Un certain air de ressemblance avec « Chambre 411 » de Simona Vinci, mais en plus prenant. Une belle écriture et des personnages de femmes surtout, très attachants. Mais que de faiblesse et d'inertie chez Clémentine, qui est capable de manifester au sein d'un syndicat, mais accepte cette liaison sans espoir. Un constat social fait aussi le charme de ce roman. La machine à broyer l'homme est en marche, les surcharges de travail, le règne du « marche ou crève ». L'auteur par ce biais rend l'histoire plus actuelle, sortant de l'éternelle histoire d'amour. EDF-GDF en prend pour son grade dans la déshumanisation du travail « Travailler plus pour que certains gagnent plus ». Car de l'amour il y en a, mais il n'est pas réciproque hélas. Une belle découverte, et auteure à suivre donc.

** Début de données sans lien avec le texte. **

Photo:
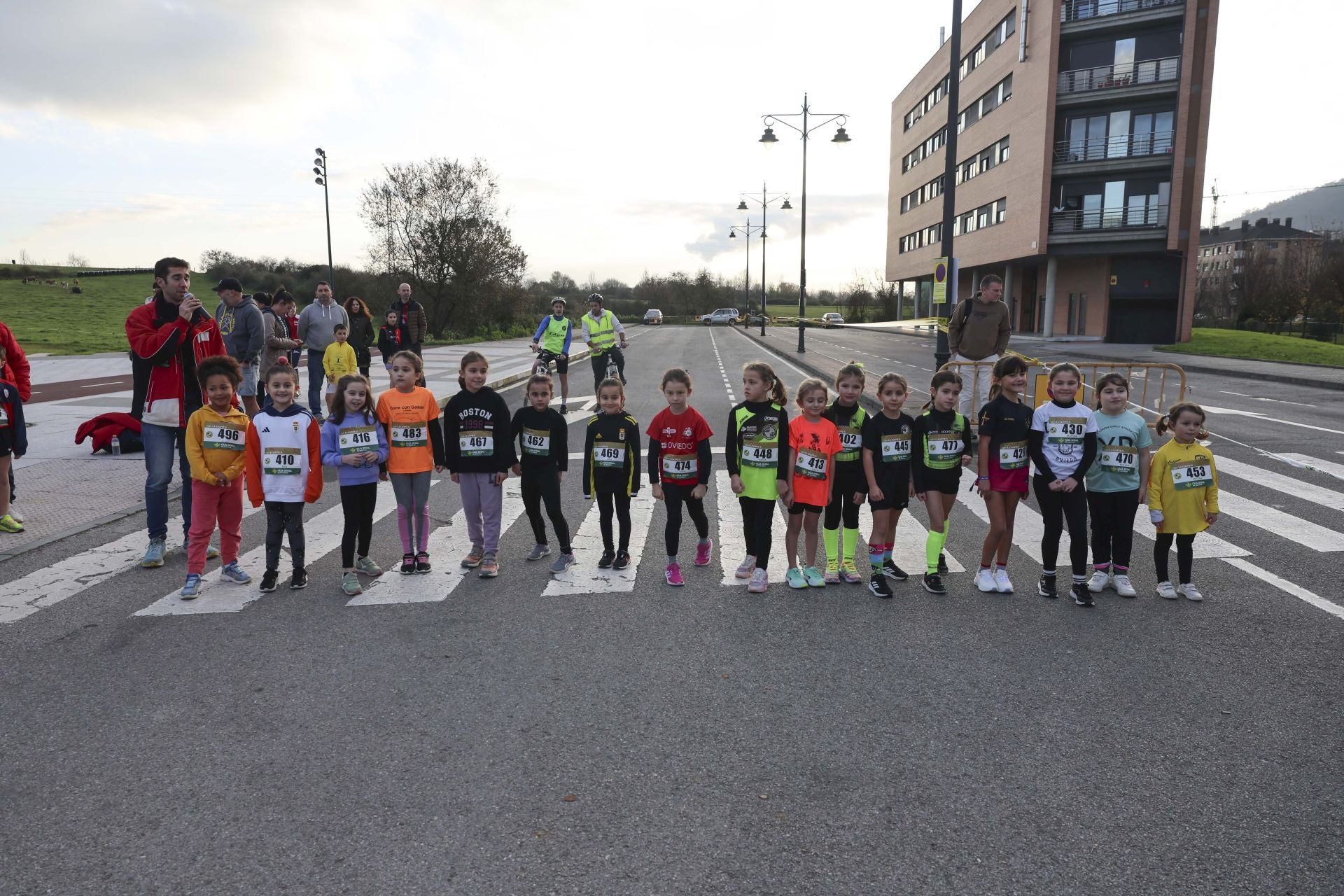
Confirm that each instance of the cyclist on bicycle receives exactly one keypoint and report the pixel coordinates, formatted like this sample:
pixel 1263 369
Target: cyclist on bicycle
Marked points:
pixel 553 336
pixel 601 331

Un dernier mot, je trouve que la présentation générale de ce livre est très soignée et très belle.
Extraits:
- Son corps crispé se redressa comme celui d'un animal blessé.
- Sa gorge était desséchée comme un oued.

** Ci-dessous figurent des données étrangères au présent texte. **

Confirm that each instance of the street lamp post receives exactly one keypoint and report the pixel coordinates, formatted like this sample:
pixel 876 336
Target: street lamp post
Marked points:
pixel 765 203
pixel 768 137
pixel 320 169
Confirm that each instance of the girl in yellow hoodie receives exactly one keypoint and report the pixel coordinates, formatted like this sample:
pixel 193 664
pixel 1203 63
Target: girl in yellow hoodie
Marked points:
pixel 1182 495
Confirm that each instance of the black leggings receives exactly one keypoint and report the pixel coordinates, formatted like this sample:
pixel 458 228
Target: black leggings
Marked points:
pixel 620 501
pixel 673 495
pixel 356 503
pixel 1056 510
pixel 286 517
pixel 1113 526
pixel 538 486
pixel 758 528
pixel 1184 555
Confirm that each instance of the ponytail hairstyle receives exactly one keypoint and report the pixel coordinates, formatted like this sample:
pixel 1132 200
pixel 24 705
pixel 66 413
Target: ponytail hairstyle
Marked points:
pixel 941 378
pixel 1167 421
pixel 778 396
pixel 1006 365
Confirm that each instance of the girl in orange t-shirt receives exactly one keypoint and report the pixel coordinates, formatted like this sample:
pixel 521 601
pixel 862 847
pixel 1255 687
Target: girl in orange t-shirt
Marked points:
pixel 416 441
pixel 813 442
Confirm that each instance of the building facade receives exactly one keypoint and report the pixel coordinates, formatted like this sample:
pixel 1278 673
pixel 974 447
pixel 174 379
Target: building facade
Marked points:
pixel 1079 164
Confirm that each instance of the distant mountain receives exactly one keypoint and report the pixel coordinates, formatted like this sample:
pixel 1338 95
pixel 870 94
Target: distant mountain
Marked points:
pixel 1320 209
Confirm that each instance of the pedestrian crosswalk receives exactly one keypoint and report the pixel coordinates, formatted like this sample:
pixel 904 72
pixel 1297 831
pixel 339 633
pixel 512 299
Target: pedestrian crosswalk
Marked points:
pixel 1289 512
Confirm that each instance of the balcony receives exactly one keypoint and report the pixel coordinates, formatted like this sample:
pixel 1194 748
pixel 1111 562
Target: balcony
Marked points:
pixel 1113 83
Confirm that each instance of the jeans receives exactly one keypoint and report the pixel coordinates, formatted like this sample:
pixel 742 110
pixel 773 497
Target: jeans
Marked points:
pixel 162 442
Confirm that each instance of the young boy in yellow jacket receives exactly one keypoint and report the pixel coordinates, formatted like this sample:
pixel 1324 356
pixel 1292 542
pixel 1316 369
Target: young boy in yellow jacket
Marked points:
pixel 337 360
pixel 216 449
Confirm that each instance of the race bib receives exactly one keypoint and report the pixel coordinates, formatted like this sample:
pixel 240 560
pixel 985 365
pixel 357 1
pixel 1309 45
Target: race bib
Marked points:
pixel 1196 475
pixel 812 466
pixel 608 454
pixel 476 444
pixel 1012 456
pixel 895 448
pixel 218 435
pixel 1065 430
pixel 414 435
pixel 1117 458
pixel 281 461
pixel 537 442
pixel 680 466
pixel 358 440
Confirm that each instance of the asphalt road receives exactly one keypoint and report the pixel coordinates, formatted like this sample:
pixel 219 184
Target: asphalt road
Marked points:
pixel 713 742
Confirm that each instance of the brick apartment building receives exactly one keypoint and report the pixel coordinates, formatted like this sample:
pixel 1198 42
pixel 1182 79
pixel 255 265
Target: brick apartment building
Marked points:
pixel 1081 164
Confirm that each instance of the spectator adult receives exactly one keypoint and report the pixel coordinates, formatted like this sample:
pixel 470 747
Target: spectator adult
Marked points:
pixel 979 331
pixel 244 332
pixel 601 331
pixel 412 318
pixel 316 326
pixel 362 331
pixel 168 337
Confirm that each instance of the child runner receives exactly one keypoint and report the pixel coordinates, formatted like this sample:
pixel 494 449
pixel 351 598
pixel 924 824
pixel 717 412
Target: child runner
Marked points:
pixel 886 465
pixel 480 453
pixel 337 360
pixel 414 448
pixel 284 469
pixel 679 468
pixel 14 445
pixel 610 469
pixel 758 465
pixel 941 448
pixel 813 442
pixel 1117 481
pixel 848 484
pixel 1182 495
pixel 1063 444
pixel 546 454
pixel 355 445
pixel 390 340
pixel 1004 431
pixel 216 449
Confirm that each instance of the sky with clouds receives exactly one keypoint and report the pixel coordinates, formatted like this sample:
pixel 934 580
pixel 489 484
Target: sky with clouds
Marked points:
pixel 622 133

- Il lui était apparu si sincère!
- Pour tout ce qui la concernait, elle s'en était remise à Romain.
- ...un Casanova de village à la plume figée, un inspirateur de passion qui n'avait su ni aimer, ni se faire aimer.
- A vrai dire il en parlait comme un médecin légiste qui tentait de disséquer l'insondable.
- Que leur restait-il à partager?
- Qui était-elle? Que faisait-elle? Peut lui importait! Il ne voulait pas s'attacher pour la vie.
- La convoitise est tellement plus délectable que la possession!
-...union intime célébrée dans l'église de Guebwiller, dédiée à Saint Léger....
- Cette femme là pouvait-elle devenir sa maîtresse ?
- Ainsi commençait à se mentir Romain Baratin.
- Mais les amants n'en étaient pas encore là.
- Une vie exempte de soucis matériels, sa présence, eh oui tout de même...!
- Il avait bien compris, ce Bonaparte de pacotille, que l'argent était un formidable levier pour manoeuvrer les consciences!